Plugin Status	[0x0]	GOOD	No error. (ESXi 5.x / 6.x only)
Sense Key	[0x6]	UNIT ATTENTION
Additional Sense Data	2A/05	REGISTRATIONS PREEMPTED
OP Code	0x84	Third-party Copy IN

These are just messages related to MSCS issued SCSI-3 Persistent Reservations commands and coming out after the issue has started in the Windows and could be the results of a Failover on the cluster.

2020-10-01T04:47:15.127Z cpu66:34237)lpfc: lpfc_handle_status:5069: 1:(0):3271: FCP cmd x84 failed <0/25> sid x0c2c08, did x025d00, oxid x1213 iotag x91a SCSI Chk Cond – Unit Attn: Data(x2:x6:x2a:x5)

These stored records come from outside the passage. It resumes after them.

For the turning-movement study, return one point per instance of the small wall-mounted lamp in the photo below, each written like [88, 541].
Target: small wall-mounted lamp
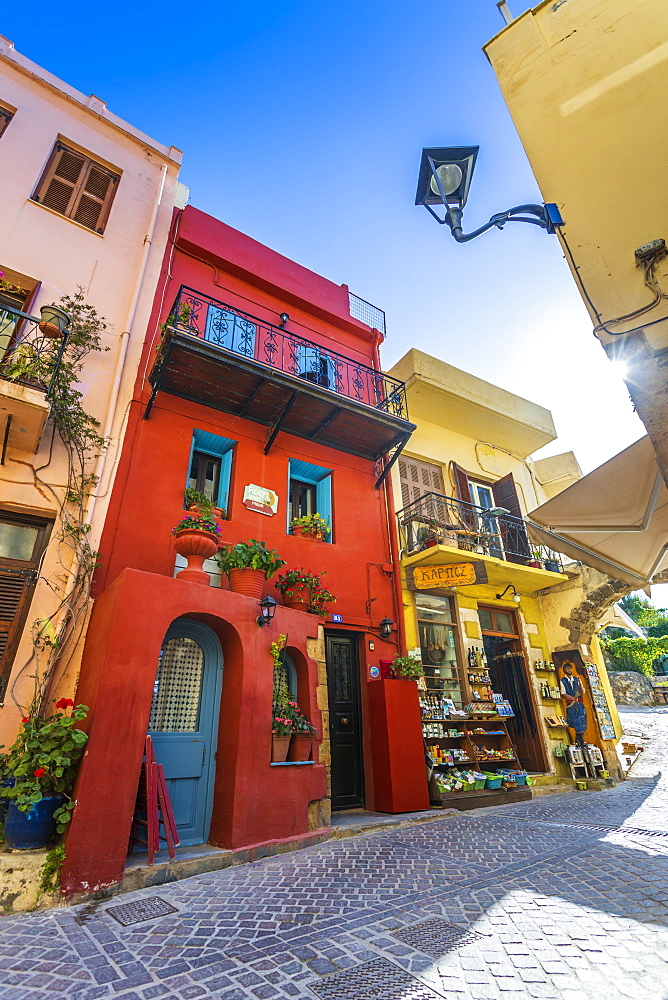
[513, 597]
[386, 628]
[267, 611]
[444, 180]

2020-10-01T04:47:15.127Z cpu66:34237)NMP: nmp_ThrottleLogForDevice:3302: Cmd 0x84 (0x43bd4073df80, 0) to dev “naa.60000970000492600637533030464645” on path “vmhba2:C0:T0:L25” Failed: H:0x0 D:0x2 P:0x0 Valid sense data: 0x6 0x2a 0x5. Act:NONE
2020-10-01T04:47:15.127Z cpu66:34237)ScsiDeviceIO: 2613: Cmd(0x43bd4073df80) 0x84, CmdSN 0x101bc3f from world 0 to dev “naa.60000970000492600637533030464645” failed H:0x0 D:0x2 P:0x0 Valid sense data: 0x6 0x2a 0x5.

2020-10-01T04:47:15.138Z cpu83:34241)lpfc: lpfc_handle_status:5069: 2:(0):3271: FCP cmd x84 failed <2/25> sid x0b2c08, did x016c00, oxid x1261 iotag x968 SCSI Chk Cond – Unit Attn: Data(x2:x6:x2a:x5)
2020-10-01T04:47:15.138Z cpu63:33795)lpfc: lpfc_handle_status:5069: 2:(0):3271: FCP cmd x0 failed <2/23> sid x0b2c08, did x016c00, oxid x1373 iotag xa7a SCSI Chk Cond – Unit Attn: Data(x2:x6:x2a:x5)
2020-10-01T04:47:15.141Z cpu50:33960)lpfc: lpfc_handle_status:5069: 1:(0):3271: FCP cmd x0 failed <0/23> sid x0c2c08, did x025d00, oxid x1187 iotag x88e SCSI Chk Cond – Unit Attn: Data(x2:x6:x2a:x5)
2020-10-01T04:47:15.145Z cpu40:34239)lpfc: lpfc_handle_status:5069: 2:(0):3271: FCP cmd x0 failed <2/29> sid x0b2c08, did x016c00, oxid x139a iotag xaa1 SCSI Chk Cond – Unit Attn: Data(x2:x6:x2a:x5)
2020-10-01T04:47:15.170Z cpu50:33960)lpfc: lpfc_handle_status:5069: 1:(0):3271: FCP cmd x0 failed <3/25> sid x0c2c08, did x022700, oxid x104b iotag x752 SCSI Chk Cond – Unit Attn: Data(x2:x6:x2a:x5)
2020-10-01T04:47:15.171Z cpu83:34241)lpfc: lpfc_handle_status:5069: 2:(0):3271: FCP cmd x0 failed <3/10> sid x0b2c08, did x015e00, oxid x145e iotag xb65 SCSI Chk Cond – Unit Attn: Data(x2:x6:x2a:x5)
2020-10-01T04:47:15.172Z cpu50:34236)lpfc: lpfc_handle_status:5069: 1:(0):3271: FCP cmd x0 failed <3/28> sid x0c2c08, did x022700, oxid xdb3 iotag x4ba SCSI Chk Cond – Unit Attn: Data(x2:x6:x2a:x5)
2020-10-01T04:47:15.172Z cpu40:32865655)lpfc: lpfc_handle_status:5069: 2:(0):3271: FCP cmd x0 failed <3/9> sid x0b2c08, did x015e00, oxid x11e7 iotag x8ee SCSI Chk Cond – Unit Attn: Data(x2:x6:x2a:x5)
2020-10-01T04:47:15.174Z cpu40:34239)lpfc: lpfc_handle_status:5069: 1:(0):3271: FCP cmd x0 failed <3/9> sid x0c2c08, did x022700, oxid xecc iotag x5d3 SCSI Chk Cond – Unit Attn: Data(x2:x6:x2a:x5)
2020-10-01T04:48:15.098Z cpu41:34142)NMP: nmp_ResetDeviceLogThrottling:3446: last error status from device naa.60000970000492600637533030464645 repeated 1 times

Conclusion:

From the logs we can conclude that the issue started around 12:35 when the RHS in the Cluster got terminated.

Looking at the VOBD logs we cannot see any performance degradation events which could cause this issue.

From the VMKernel logs we can see event related to Pre-emption of the Previously held lock around 12:47, which could be the SCSI3 Reservations command coming out of Windows during the time of Failover.

Action Plan:

I Will recommend you to check with you Windows Team to confirm if there were any issues from the Windows Layer. Since the RHS is terminated they can provide you more details on the reason of the RHS Terminated.